Biological evolution progresses by essentially three different mechanisms: (I) optimization of properties through natural selection in a population of competitors; (II) development of new capabilities through cooperation of competitors caused by catalyzed reproduction; and (III) variation of genetic information through mutation or recombination. Simplified evolutionary processes combine two out of the three mechanisms: Darwinian evolution
combines competition (I) and variation (III) and is represented by the quasispecies
model, major transitions
involve cooperation (II) of competitors (I), and the third combination, cooperation (II) and variation (III) provides new insights in the role of mutations in evolution. A minimal kinetic model based on simple molecular mechanisms for reproduction, catalyzed reproduction and mutation is introduced, cast into ordinary differential equations (ODEs), and analyzed mathematically in form of its implementation in a flow reactor. Stochastic aspects are investigated through computer simulation of trajectories of the corresponding chemical master equations. The competition-cooperation model, mechanisms (I) and (II), gives rise to selection at low levels of resources and leads to symbiontic cooperation in case the material required is abundant.
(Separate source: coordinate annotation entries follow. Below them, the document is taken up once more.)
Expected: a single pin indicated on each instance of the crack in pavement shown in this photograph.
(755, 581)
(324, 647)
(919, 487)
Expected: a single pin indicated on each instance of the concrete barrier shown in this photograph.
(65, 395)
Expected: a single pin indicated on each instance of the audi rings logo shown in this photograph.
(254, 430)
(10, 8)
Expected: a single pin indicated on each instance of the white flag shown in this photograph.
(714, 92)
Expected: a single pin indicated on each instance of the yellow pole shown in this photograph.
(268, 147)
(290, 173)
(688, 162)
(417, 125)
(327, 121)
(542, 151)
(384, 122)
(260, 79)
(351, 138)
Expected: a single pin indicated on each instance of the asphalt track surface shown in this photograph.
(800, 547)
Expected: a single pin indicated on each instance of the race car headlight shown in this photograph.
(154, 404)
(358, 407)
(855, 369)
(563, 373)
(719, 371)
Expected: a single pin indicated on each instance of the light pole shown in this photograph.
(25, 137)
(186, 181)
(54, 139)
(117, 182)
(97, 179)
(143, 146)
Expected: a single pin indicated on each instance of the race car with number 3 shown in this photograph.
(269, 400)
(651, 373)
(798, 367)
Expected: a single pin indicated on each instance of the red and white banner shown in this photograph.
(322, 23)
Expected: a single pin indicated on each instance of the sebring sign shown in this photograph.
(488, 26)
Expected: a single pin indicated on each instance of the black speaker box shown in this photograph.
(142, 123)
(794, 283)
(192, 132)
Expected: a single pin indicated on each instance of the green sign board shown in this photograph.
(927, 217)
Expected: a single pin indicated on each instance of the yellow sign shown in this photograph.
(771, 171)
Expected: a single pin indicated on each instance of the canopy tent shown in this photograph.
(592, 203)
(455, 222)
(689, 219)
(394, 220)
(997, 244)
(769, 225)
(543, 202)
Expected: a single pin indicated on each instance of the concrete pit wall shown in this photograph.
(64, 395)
Accordingly, it provides a kind of minimal system that can undergo a (major) transition. Stochastic effects leading to extinction of the population through self-enhancing oscillations destabilize symbioses of four or more partners. Mutations (III) are not only the basis of change in phenotypic properties but can also prevent extinction provided the mutation rates are sufficiently large. Threshold phenomena are observed for all three combinations: The quasispecies model leads to an error threshold
, the competition-cooperation model allows for an identification of a resource-triggered bifurcation with the transition, and for the cooperation-mutation model a kind of stochastic threshold for survival through sufficiently high mutation rates is observed. The evolutionary processes in the model are accompanied by gains in information on the environment of the evolving populations. In order to provide a useful basis for comparison, two forms of information, syntactic or Shannon information and semantic information are introduced here. Both forms of information are defined for simple evolving systems at the molecular level. Selection leads primarily to an increase in semantic information in the sense that higher fitness allows for more efficient exploitation of the environment and provides the basis for more progeny whereas understanding transitions involves characteristic contributions from both Shannon information and semantic information.